Product and service reviews are conducted independently by our editorial team, but we sometimes make money when you click on links. Learn more.

Next Generation Business Intelligence: Statistical Analysis Tools

Next Generation Business Intelligence: Statistical Analysis Tools

Now that you've built a data warehousing infrastructure and created an array of management reports what will you do next?

If you’ve reached the point where you have generated enough standard reports to meet the needs of your management users and you’ve provided advanced users with ad hoc query tools for more hands on work then it may be time to take a look at another set of tools. Statistical analysis tools like SAS, IBM SPSS and R can help uncover insights from your data that may not be apparent in typical management reports. (See here for Part Two: Data Mining and Business Intelligence)

Statistical Analysis in BI

Both statistical analysis and business intelligence (BI) reporting tools can quickly help you  get a handle on general characteristics of a data set.  For example, it’s a simple matter to find an average or get a sense of the shape of the distribution of a numeric attribute.  Many BI reports are designed to summarize and aggregate data in different subgroups.  With reports like those, you can readily find thetop performing product lines, identify poorly performing sales staff, or get a sense of how varied performance is between regions.

As useful as these types of reports are, they do not show the full range of potentially useful information in a data set. 

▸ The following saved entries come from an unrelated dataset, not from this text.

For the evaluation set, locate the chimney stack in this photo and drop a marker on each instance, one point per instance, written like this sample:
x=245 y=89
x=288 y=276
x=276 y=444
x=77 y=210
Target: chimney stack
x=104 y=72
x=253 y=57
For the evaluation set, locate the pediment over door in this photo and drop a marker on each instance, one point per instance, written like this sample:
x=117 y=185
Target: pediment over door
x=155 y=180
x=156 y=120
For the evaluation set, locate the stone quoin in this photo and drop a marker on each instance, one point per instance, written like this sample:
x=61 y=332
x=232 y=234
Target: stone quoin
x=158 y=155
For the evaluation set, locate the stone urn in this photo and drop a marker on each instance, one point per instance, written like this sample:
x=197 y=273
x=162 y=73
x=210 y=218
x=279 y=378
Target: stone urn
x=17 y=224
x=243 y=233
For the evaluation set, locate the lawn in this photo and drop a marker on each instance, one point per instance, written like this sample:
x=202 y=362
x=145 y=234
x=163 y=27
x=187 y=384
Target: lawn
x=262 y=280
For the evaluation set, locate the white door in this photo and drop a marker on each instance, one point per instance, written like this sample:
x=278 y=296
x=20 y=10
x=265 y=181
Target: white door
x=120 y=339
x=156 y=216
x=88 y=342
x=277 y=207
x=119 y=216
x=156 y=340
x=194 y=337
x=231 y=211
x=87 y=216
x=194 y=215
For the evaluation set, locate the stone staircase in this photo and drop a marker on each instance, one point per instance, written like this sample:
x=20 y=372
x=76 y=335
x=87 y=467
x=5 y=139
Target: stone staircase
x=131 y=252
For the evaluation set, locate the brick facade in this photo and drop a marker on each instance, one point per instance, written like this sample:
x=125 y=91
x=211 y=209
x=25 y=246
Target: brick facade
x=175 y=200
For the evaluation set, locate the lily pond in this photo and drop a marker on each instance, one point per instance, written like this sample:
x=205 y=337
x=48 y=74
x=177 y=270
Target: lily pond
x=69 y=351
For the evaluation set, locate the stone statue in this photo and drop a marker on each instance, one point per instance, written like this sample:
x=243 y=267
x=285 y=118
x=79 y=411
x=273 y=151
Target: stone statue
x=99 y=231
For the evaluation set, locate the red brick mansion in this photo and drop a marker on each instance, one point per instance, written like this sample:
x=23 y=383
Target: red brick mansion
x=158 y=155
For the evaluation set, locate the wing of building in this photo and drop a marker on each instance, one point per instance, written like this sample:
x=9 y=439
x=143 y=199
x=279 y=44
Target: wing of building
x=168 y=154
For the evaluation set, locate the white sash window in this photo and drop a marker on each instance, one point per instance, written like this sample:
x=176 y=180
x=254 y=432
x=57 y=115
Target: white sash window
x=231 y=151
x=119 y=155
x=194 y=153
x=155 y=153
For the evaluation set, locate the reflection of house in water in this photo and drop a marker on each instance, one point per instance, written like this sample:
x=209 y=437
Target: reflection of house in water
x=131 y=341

Consider the problem of comparing sales between two regions.  You would like to know if one region is performing significantly better than the other so you run one of your core BI reports to see the total sales and average profit margin in each region for the last quarter. Let’s assume that one region’s profit margin is better than the other. It may be the case that one region is outperforming the other or it could be that the difference could reasonably be explained by chance. How can we tell whether a difference in two data sets is significant and therefore useful for making business decisions and when the differences can be explained by chance events and insufficient data? A group of calculations, known as statistical tests, can help us understand how significant differences are. 

Another type of problem that can be solved with statistical analysis tools is predictive modeling.  Imagine you have data on the sales of a particular product and want to predict what the sales for that product will be in the future.  In a simple case, you could plot the value of sales over time and estimate a trend line.  In a simple case, if sales have been growing in the past at 3% per quarter, you might project they will continue to grow at the same rate.  Things can get complicated pretty quickly, though.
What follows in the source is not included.